What makes you hopeful: When we first started as a foundation, before we even had our charitable status, students at UBC (a local university in Vancouver) threw a skating fundraiser for us. The evening of the event, we walked into this big arena, and there were all these young adults putting in all this work to make it a success to raise funds and awareness for our community. As a mom of a kid who is affected by a rare disease and the leader of this new organization, I found it so incredibly moving that all these people who were not personally touched by rare disease took time out of their lives to try to make our lives better. That’s amazing. When those who have no direct connection to rare disease or disability stop and really listen—when they expand their world view to include us—that is mind-blowing to me.

Best organization decision: To take the leap and hire staff for full time.

Hardest lesson learned: I’m still learning that one. To protect my time and myself a little bit. I have a tough time with boundaries that way. This is supposed to be a volunteer thing. I’m obviously passionate about the Rare Disease Foundation and that makes it hard to say ‘no’ when I should probably let somebody else take something on. I’m getting better at that, but it’s still tough sometimes.

Toughest organization decision: It continues to be difficult to decide where to put our funds. We ran so lean for so long—we put all of our funds into programs but came to realize that we needed infrastructure if we weren’t going to burn out. But it remains difficult to know when to allocate funds to build infrastructure to support the organization versus to keep funds in our programs.

Biggest missed opportunity: It’s important for people to try to understand their internal bias.
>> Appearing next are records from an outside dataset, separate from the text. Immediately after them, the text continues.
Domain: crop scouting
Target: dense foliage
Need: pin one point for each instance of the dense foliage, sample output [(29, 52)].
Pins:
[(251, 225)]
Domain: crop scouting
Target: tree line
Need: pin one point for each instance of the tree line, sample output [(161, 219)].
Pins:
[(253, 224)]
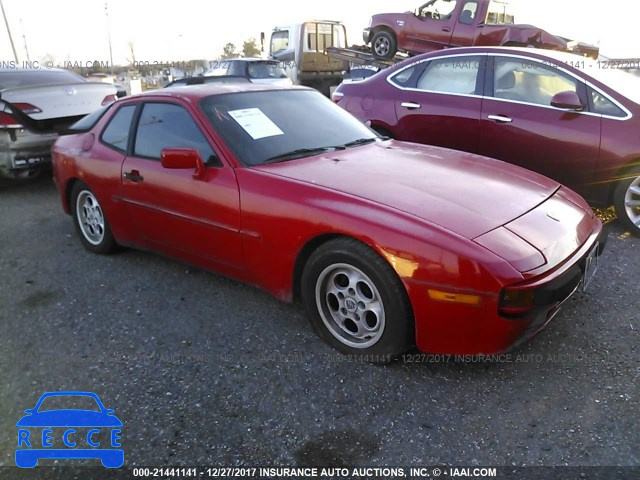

Because we started with parents of rare disease kids within a pediatric institution, we were very much pediatric focused for a long time. It took us a while to realize that we didn’t have enough of a lens on the issues of adults with rare disease. We’re trying to change that now and be more inclusive of the adult rare disease community. We’re learning as we go just how large our community is.

Like best about the job: I love connecting with other people in the community. It makes me feel so much less alone then when we started on our diagnostic journey with our son. As well, it makes me feel like perhaps I can help others avoid that rowboat-in-the-middle-of-the-ocean feeling.

Like least about the job: Emails, emails, emails.

Pet peeve: Trying to organize meetings across time zones.

First choice for a new career: I’ve been working with researchers and public speaking about rare disease and patient partnerships. I enjoy that.

Personal Taste
Most influential book: I enjoy speculative fiction because it’s about possibilities and what happens at the limits of society.

Favorite movie: The Princess Bride

Favorite music: I listen to everything from opera to jazz to musical theater to punk.

Favorite food: I love food – especially food I’m not making myself and not cleaning up after.

Guilty pleasure: iPhone games, but I don’t feel guilty.

Favorite way to spend free time: On the water.